The new-economy giant generates nearly $500 million in revenues, yet eBay doesn't manufacture a thing, hold inventory, move goods, or transfer payment. The 15 million or so registered users do most of the legwork.

To extend its own market, eBay has completed a handful of deals. In March, the company agreed to work with AutoTrader.com, the world’s largest used-car marketplace, to create eBay Motors, a co-branded automotive auction site. Then, in August, the online auctioneer formed a strategic relationship with zipRealty.com, an online real estate brokerage, to launch a new category, eBay Real Estate.

And in July, the company acquired Half.com Inc. in a stock purchase deal. Half.com offers buyers and sellers the chance to trade in four commodity product categories: used books, CDs, movies, and video games. Items at the site are sold at fixed prices typically half off the list price. “A John Grisham book is a perfect example of what would sell well on our site but not necessarily on eBay,” says Josh Kopelman, founder and president of Half.com. “There are millions in print, they’re not rare, and it’s doubtful that owners will want to read them a second time.”

Of course, for longtime members, fixed-price and B2B auctions may seem as un-eBay as a six- figure reserve. But Bengier argues eBay was never intended to be just an auction site. Rather, he says the site was designed to be a dynamic-pricing trading platform, where different products in different categories are sold via different means.

Smells Like Team Spirit

To reach their ambitious revenue targets, eBay managers will need to wring cash from various sources. Eventually, the company may embrace a more typical ecommerce approach to growth — acquiring some competitors, partnering with others. But Bengier isn’t real likely to abandon the eBay way. “My role,” he says straight out, “is to keep everyone on the surfboard.”

So far, eBay has ridden the new-economy wave for all it’s worth. “Unbelievable as it seems, the company has found a way to harness consumer spending in an assetless environment,” raves Noto of Goldman Sachs. “To pull this off elsewhere would be pure nirvana.”

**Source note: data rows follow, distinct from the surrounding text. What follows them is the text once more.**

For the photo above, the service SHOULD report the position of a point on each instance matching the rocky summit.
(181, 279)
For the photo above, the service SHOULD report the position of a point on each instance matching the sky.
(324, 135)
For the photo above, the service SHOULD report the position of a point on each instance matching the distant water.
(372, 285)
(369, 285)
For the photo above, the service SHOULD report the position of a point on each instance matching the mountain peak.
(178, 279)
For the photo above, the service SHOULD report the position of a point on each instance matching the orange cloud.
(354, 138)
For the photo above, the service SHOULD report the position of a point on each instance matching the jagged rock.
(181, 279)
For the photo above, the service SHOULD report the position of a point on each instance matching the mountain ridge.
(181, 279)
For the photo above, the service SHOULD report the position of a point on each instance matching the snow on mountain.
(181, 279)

Sort of like reaching the top of the Matterhorn (the mountain, not the ride). “I’ve been in technology for 19 years,” says Bengier, “and I’ve never seen a business model as simple or as elegant as this one.” He pauses, as if recalling nearly two decades in the high-tech hothouse that is Silicon Valley. “How many companies can say their business model is characterized by the things they don’t have to do?”

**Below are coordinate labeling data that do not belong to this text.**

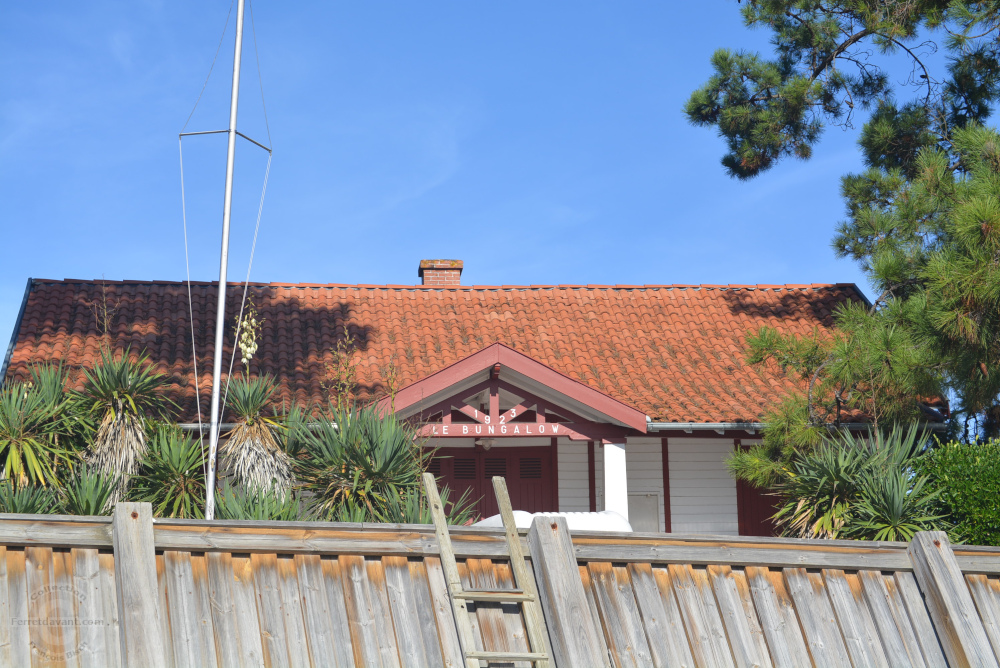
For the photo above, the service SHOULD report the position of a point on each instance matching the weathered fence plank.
(245, 610)
(337, 604)
(360, 613)
(426, 619)
(816, 616)
(220, 590)
(109, 604)
(777, 618)
(891, 620)
(986, 594)
(403, 606)
(959, 627)
(182, 608)
(451, 649)
(706, 632)
(619, 615)
(291, 607)
(746, 640)
(272, 622)
(574, 634)
(135, 573)
(856, 623)
(383, 616)
(920, 620)
(316, 611)
(92, 652)
(661, 619)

Russ Banham is a contributing editor at eCFO.

The eBay eFfect

Why are traditional retailers like JCPenney and The Sharper Image now selling merchandise in virtual auctions? Call it the eBay effect “When you look at the customer-stickiness of a site like eBay — the number of minutes these shoppers spend online” — says Richard Last, executive vice president of JCPenney.com, “you just know something extraordinary is going down.”

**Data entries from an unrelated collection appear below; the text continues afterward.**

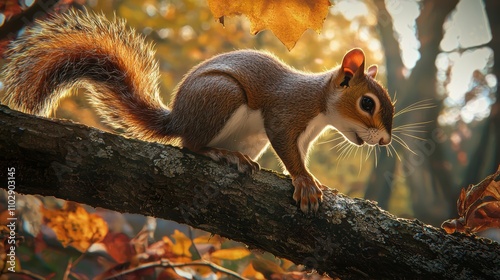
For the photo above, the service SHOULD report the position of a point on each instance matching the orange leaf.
(478, 207)
(182, 244)
(267, 268)
(231, 254)
(287, 19)
(250, 272)
(118, 246)
(485, 216)
(74, 226)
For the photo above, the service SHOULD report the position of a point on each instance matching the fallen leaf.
(231, 254)
(74, 226)
(182, 244)
(287, 19)
(478, 207)
(118, 246)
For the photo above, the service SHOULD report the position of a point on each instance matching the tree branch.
(349, 238)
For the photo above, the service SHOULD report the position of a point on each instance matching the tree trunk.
(348, 238)
(424, 171)
(479, 164)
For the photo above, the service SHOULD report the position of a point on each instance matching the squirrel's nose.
(384, 142)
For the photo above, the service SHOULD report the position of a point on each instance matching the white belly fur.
(243, 132)
(314, 129)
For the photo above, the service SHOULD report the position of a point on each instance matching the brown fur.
(119, 70)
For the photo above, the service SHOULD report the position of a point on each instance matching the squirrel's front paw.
(244, 163)
(308, 193)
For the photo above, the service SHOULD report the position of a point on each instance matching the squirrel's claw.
(308, 193)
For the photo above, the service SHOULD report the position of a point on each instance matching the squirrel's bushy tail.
(110, 60)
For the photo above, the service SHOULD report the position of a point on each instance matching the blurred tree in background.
(436, 57)
(420, 64)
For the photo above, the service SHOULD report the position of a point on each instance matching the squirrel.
(229, 107)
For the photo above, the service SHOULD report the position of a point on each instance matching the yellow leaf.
(231, 254)
(250, 272)
(74, 226)
(182, 244)
(287, 19)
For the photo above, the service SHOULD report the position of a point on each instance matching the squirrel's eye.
(367, 104)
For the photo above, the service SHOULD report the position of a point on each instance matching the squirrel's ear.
(372, 71)
(353, 66)
(354, 62)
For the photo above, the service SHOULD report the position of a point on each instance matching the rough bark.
(349, 238)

Extraordinary indeed. The success of eBay has scores of click-and-mortar operators launching online bidding sites. Overall, online business-to- consumer auction revenues will increase by a compound annual growth rate of 41 percent over the next four years, according to a forecast by ecommerce research firm Jupiter Research. If correct, revenues from B2C auction sites will top $4.5 billion by 2004.